There is no greater example of the wussification of America than the growing neglect of our nation’s infrastructure. Talk to a young man today, and he’ll marvel at the way his father’s and grandfathers’ generations knew how to make and fix things. That doesn’t just mean oil changes and water heaters; that goes for bridges and roads, too. When we were a young nation, we were imbued with that pioneer spirit—we would try to accomplish anything, no matter how daunting a challenge, if it was necessary to grow our country or expand our economy.
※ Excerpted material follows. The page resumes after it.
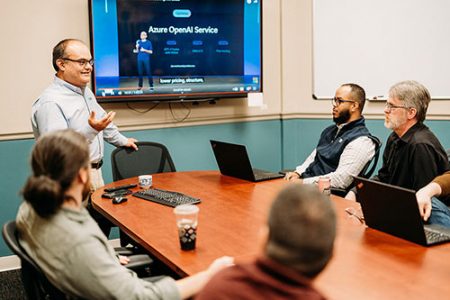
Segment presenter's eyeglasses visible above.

When Lincoln said we needed to construct a transcontinental railroad, we simply did it. The same positive reaction was given to Ike’s plan to build a national interstate highway system. We did it in short order, and it helped to make us the number one economy in the world. When Ike left office in 1961, the United States was spending roughly 10 percent of its nonmilitary domestic budget on its infrastructure. Today, that has fallen to 3.5 to four percent. We no longer have the world’s best infrastructure, and we are heading towards becoming a second-rate economic power.
Why has it come to this? Why have we let this happen? The answer lies with our elected officials. Firstly, they have made the allocation of infrastructure spending political. The funds aren’t distributed where they’re needed, where they’ll get the best return for the investment. They have been, in great part, allocated by who has the most powerful congressman or senator. Hence we have the Big Dig and the “Bridge to Nowhere.” This lack of accountability and transparency has eroded the public’s confidence in infrastructure spending. (The polls show quite emphatically, however, that the public supports increased spending if it’s based on merit, on sound cost-benefit analysis.) Second, my friend Mika Brzezinski, the co-anchor of Morning Joe, says that “infrastructure” is the least sexy word in the English language. By that, she means it’s hard to get people riled up about infrastructure. They understand that it’s important, but it takes a backseat to what are perceived as more immediate and pressing needs. It’s easy to say we’ll get to that next year.
Third, and by far the most important reason, is that it’s all the fault of wuss politicians and a man named Grover—Grover Norquist, perhaps the most powerful man in America (a point he’s never been known to argue). Grover, the founder and president of Americans for Tax Reform, has terrified our Congress, and many of our governors and state legislatures, into signing a no-tax pledge, promising that they will never, under any circumstances, vote to raise taxes. A total of 238 of our U.S. Representatives (a majority) and 41 of our senators (enough to filibuster and stop any legislation) have signed the pledge. Most of them know how ridiculous it is, but they must not have thought much about the consequences before signing. Either they didn’t realize how hard it is to govern without raising taxes, or they thought they could get away with hypocrisy. Now that they’ve signed this pledge, they are too afraid to do what they know is right. It got so bad that when the federal gas tax expired in the fall of 2011, the Republicans in the House of Representatives went to Grover to get his permission to reauthorize it at the very same rate. Good grief! They needed his promise that he wouldn’t construe the reauthorization at the same rate as a tax increase and, thereby, a violation of their pledge. Aaaaagh! A bunch of pathetic, hopeless wusses.